Puerto Rico competed at the 2016 Summer Olympics in Rio de Janeiro, Brazil, from 5 to 21 August 2016. This was the nation's eighteenth consecutive appearance at the Summer Olympics.

The Puerto Rico Olympic Committee (Spanish: Comité Olímpico de Puerto Rico, COPUR) sent a team of 40 athletes, 13 men and 27 women, to compete in 15 sports at the Games. The nation's full roster in Rio de Janeiro was roughly 15 athletes larger than those who attended the London Games four years earlier, and also featured more female participants than males for the first time in Olympic history. Among the sports represented by the nation's athletes, Puerto Rico marked its Olympic debut in table tennis, triathlon, and women's indoor volleyball, as well as its return to taekwondo after 8 years, diving, equestrian, and tennis after 12 years, and road cycling after two decades.

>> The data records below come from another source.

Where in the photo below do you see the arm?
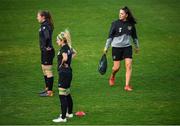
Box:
[72,48,77,58]
[42,26,51,51]
[132,26,139,53]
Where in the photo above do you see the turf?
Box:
[0,0,180,125]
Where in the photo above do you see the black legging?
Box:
[59,94,73,119]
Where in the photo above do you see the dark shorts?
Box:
[58,68,72,89]
[112,46,132,61]
[41,49,55,65]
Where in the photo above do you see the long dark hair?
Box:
[38,10,54,30]
[121,6,137,25]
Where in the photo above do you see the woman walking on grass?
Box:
[104,7,139,91]
[37,11,55,97]
[53,30,76,122]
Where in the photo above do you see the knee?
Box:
[126,63,132,70]
[45,66,53,78]
[112,66,119,72]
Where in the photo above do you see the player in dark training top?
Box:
[37,11,55,97]
[53,30,76,122]
[104,7,139,91]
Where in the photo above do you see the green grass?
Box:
[0,0,180,125]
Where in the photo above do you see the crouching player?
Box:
[53,30,76,122]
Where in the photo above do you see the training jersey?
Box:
[105,19,139,49]
[57,44,73,71]
[39,21,53,51]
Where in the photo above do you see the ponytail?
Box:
[57,29,72,48]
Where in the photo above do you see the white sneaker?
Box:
[59,113,73,118]
[52,116,67,122]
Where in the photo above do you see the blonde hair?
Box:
[57,29,72,48]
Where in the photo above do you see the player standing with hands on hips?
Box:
[37,11,55,97]
[104,7,139,91]
[52,30,76,122]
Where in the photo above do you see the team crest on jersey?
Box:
[68,50,71,55]
[128,26,132,31]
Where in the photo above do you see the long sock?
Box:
[44,76,48,88]
[66,94,73,114]
[59,95,67,119]
[47,77,54,91]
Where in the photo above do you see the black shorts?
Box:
[112,46,132,61]
[58,68,72,89]
[41,49,55,65]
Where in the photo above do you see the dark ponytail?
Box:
[38,10,54,30]
[121,6,137,25]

Of the 40 participants, twenty-nine of them made their Olympic debut in Rio de Janeiro, including table tennis players Brian Afanador and 15-year-old Adriana Diaz, tennis player Mónica Puig, and New York-based taekwondo fighter Crystal Weekes. Meanwhile, eleven Puerto Rican athletes had past Olympic experience, highlighted by swimmer Vanessa García, who became the first woman from her country to compete in four Olympic Games; track star Javier Culson, who captured the bronze medal in the men's 400 m hurdles four years earlier in London; and freestyle wrestler Jaime Espinal (men's 86 kg), who pocketed his country's first silver in nearly three decades. The most successful athlete of the previous Games, Espinal was selected to lead his delegation as the flag bearer in the opening ceremony.

Puerto Rico left Rio de Janeiro with a surprisingly historic gold-medal triumph from the unseeded Puig, who became the nation's first ever Olympic champion by defeating Germany's Angelique Kerber in the women's singles, as well as its first female medalist in any sport. Meanwhile, two Puerto Rican athletes fell short to join with Puig on the podium, including platform diver Rafael Quintero, who rounded out his maiden Games with a seventh-place finish, and Culson, who was disqualified in the men's 400 m hurdles final due to a false start.